Actualités

31.01.18 Rocalia : "une vraie tendance à valoriser la pierre locale et son faible impact environnemental"

Rocalia :

Plus d’un mois après la première édition du salon Rocalia à Eurexpo-Lyon, l’heure est au bilan pour ses organisateurs. Et le moins que l’on puisse dire c’est que les résultats sont positifs avec 14 000 visiteurs accueillis sur les 3 jours d’événement. Une belle démonstration de la vitalité du secteur de la pierre et de son rayonnement aux niveaux régional, national et même international. Rencontre avec Claude Gargi, rédacteur en chef de Pierre Actual et organisateur du salon, qui se projette déjà sur la suite de l’aventure !

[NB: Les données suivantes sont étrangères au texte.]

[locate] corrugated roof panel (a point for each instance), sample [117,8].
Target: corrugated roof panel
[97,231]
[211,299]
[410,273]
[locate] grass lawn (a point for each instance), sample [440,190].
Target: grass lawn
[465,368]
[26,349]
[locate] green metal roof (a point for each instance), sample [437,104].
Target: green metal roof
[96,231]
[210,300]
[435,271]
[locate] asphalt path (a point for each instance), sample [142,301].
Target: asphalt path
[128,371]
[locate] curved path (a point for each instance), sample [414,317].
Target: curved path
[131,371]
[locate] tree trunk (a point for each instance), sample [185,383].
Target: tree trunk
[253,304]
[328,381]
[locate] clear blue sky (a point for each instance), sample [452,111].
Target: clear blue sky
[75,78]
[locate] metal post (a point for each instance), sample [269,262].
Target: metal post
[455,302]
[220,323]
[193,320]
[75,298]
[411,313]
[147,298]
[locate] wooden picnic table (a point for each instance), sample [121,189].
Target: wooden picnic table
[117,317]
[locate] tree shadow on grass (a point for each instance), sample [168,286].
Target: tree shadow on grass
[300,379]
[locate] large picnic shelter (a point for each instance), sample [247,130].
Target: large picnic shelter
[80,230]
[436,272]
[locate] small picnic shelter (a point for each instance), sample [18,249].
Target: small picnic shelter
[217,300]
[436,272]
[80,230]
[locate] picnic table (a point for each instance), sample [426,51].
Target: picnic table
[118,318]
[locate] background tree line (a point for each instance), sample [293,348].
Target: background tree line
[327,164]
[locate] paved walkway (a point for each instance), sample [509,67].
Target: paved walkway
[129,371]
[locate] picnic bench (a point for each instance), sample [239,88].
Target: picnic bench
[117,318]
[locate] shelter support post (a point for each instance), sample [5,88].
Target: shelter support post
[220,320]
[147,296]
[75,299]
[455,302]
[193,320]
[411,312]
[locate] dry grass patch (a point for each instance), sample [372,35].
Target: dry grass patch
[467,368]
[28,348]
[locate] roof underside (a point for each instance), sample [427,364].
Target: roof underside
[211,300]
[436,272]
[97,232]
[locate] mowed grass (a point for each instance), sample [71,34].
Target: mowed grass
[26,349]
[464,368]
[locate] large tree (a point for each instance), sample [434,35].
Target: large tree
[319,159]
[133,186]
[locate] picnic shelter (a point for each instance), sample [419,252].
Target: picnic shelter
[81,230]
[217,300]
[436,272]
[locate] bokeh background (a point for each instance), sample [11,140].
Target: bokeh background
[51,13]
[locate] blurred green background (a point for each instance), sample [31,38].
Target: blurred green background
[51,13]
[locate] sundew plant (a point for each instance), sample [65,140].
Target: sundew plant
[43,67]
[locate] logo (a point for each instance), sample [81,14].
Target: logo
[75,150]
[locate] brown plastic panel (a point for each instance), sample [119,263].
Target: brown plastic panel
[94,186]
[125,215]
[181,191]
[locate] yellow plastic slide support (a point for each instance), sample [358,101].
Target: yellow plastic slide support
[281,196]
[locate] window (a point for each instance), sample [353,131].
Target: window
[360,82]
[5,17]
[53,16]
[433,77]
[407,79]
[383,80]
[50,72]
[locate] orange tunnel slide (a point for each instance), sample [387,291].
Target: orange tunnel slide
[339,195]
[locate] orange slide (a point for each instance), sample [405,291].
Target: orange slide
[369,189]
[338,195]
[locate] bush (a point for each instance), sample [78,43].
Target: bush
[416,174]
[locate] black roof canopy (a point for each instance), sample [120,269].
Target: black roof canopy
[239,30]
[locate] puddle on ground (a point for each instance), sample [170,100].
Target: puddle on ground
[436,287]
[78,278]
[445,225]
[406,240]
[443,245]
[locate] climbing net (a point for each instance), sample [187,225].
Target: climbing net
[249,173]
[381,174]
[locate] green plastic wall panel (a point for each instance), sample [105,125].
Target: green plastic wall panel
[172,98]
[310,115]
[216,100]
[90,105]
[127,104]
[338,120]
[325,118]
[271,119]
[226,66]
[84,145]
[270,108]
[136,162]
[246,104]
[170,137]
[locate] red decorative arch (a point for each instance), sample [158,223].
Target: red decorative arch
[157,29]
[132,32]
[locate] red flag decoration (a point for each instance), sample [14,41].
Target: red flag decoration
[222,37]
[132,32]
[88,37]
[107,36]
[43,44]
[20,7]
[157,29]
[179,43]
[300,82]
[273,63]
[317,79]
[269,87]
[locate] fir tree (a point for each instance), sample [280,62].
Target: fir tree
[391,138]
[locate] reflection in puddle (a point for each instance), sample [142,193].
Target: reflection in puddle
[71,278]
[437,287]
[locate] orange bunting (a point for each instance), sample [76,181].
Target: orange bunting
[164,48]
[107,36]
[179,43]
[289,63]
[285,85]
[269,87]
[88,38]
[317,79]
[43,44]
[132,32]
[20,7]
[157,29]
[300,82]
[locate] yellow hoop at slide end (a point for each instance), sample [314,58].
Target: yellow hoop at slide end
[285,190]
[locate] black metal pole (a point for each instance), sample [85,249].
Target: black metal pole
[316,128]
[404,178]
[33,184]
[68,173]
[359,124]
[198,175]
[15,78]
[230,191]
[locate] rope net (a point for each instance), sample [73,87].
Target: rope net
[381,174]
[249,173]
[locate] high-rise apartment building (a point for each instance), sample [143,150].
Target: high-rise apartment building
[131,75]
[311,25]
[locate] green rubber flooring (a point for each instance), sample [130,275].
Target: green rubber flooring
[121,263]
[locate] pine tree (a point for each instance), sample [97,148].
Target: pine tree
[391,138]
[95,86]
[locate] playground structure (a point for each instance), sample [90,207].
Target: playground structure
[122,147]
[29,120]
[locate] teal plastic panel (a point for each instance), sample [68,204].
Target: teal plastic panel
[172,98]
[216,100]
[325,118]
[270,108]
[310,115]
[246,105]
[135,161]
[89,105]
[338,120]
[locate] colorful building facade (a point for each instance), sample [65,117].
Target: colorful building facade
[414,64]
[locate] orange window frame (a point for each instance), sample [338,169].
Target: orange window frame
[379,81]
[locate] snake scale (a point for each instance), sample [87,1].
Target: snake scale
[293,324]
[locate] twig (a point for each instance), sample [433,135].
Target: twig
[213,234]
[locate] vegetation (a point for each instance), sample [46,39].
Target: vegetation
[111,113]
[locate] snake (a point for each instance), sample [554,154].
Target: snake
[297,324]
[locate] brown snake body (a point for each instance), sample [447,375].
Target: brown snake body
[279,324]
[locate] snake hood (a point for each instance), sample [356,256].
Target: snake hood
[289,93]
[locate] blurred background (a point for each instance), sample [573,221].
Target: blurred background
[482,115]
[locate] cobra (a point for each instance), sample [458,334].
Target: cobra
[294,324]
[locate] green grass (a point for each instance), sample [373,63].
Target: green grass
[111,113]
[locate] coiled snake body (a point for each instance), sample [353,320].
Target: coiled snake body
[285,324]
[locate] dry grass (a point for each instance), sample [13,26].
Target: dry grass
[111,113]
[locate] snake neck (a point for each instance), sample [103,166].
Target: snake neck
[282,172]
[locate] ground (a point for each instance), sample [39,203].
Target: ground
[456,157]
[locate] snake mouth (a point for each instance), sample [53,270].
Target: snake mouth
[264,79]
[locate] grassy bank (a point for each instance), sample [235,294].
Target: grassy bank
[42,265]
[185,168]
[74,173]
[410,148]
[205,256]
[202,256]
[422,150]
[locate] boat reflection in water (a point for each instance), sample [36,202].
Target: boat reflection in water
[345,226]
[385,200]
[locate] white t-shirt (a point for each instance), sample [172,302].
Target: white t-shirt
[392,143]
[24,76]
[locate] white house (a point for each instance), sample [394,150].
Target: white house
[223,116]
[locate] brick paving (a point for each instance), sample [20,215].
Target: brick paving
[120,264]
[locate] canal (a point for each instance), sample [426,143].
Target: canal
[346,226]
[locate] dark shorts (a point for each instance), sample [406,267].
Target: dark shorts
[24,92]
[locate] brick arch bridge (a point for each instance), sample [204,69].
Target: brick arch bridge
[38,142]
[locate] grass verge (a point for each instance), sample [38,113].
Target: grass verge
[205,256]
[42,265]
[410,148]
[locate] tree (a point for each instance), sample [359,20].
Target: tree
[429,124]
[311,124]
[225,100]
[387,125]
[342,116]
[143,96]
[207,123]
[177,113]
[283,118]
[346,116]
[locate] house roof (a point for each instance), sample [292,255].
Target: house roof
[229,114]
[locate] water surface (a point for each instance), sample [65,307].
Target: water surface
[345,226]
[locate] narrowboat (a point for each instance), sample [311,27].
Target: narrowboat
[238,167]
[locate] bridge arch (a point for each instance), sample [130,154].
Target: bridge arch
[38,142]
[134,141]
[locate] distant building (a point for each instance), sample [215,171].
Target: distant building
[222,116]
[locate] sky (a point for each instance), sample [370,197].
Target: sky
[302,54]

Ce salon Rocalia est-il un événement unique en France ?

Claude Gargi : Oui, il n’existait plus de salon consacré à la pierre naturelle depuis le milieu des années 2000. Mon idée était de coller au salon Paysalia, le salon pour les aménagements paysagers. Il y avait une vraie cohérence parce que les paysagistes utilisent beaucoup la pierre naturelle. Organiser un salon de la pierre ex nihilo aurait été beaucoup plus compliqué. Et aujourd’hui, Rocalia est le seul salon réservé aux professionnels de la filière en France.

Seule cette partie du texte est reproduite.